Dichotomous acceleration process in one dimension: Position fluctuations (2304.11378v2)

Abstract: We study the motion of a one-dimensional particle which reverses its direction of acceleration stochastically. We focus on two contrasting scenarios, where the waiting-times between two consecutive acceleration reversals are drawn from (i) an exponential distribution and (ii) a power-law distribution $\rho(\tau)\sim \tau^{-(1+\alpha)}$. We compute the mean, variance and short-time distribution of the position $x(t)$ using a trajectory-based approach. We show that, while for the exponential waiting-time, $\langle x^2(t)\rangle\sim t^3$ at long times, for the power-law case, a non-trivial algebraic growth $\langle x^2(t)\rangle \sim t^{2\phi(\alpha)}$ emerges, where $\phi(\alpha)=2$, $(5-\alpha)/2,$ and $3/2$ for $\alpha<1,~1<\alpha\leq 2$ and $\alpha>2$, respectively.

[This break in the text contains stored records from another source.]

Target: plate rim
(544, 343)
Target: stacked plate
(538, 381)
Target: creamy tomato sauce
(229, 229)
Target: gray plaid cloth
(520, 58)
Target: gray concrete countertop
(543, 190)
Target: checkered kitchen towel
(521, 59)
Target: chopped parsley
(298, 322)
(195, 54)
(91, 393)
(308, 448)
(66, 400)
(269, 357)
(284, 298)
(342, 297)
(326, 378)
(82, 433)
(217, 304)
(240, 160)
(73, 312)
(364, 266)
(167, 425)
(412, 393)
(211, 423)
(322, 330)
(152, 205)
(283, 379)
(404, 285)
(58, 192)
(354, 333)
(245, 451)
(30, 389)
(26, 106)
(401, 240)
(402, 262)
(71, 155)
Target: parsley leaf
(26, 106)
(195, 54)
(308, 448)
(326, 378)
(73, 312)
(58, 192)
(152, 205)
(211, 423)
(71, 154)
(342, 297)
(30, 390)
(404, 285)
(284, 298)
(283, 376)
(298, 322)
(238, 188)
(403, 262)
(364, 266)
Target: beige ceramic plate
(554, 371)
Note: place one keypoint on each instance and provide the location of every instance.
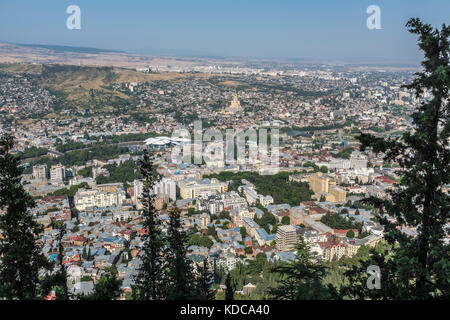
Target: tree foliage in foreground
(416, 267)
(302, 277)
(21, 257)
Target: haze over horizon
(327, 31)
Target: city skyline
(328, 31)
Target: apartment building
(97, 198)
(194, 188)
(286, 238)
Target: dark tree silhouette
(150, 280)
(179, 269)
(301, 278)
(20, 256)
(229, 292)
(416, 267)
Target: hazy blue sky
(319, 29)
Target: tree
(301, 278)
(57, 281)
(416, 268)
(179, 274)
(21, 258)
(243, 232)
(229, 293)
(150, 280)
(203, 282)
(285, 220)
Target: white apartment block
(57, 172)
(96, 198)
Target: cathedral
(234, 107)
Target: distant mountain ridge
(58, 48)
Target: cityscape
(158, 177)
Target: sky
(332, 30)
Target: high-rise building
(57, 172)
(40, 172)
(193, 189)
(286, 237)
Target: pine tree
(57, 280)
(416, 268)
(21, 258)
(301, 278)
(150, 280)
(84, 254)
(179, 270)
(61, 276)
(203, 282)
(229, 292)
(89, 255)
(107, 287)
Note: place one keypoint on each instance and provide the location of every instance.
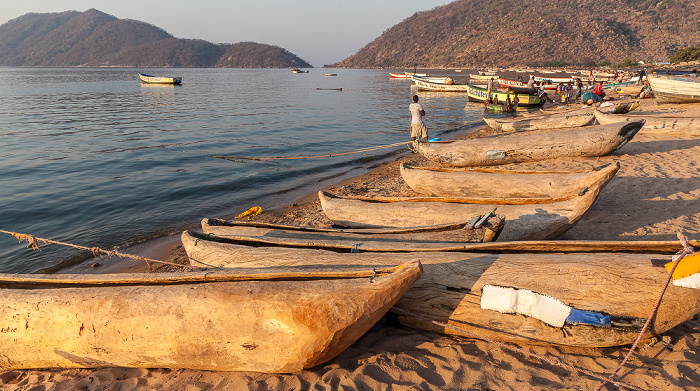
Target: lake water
(93, 157)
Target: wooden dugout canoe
(526, 219)
(434, 238)
(500, 184)
(273, 320)
(624, 286)
(573, 119)
(654, 122)
(525, 147)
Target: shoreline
(655, 194)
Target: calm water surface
(91, 156)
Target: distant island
(96, 39)
(474, 33)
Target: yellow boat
(159, 80)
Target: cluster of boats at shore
(475, 252)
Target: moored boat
(275, 320)
(588, 141)
(159, 80)
(425, 85)
(500, 184)
(406, 75)
(526, 218)
(477, 94)
(458, 289)
(675, 89)
(572, 119)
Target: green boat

Interestingly, we find that the long-time position distribution in case (ii) is a function of the scaled variable $x/t^{\phi(\alpha)}$ with an $\alpha$-dependent scaling function, which has qualitatively very different shapes for $\alpha<1$ and $\alpha>1$. In contrast, for case (i), the typical long-time fluctuations of position are Gaussian.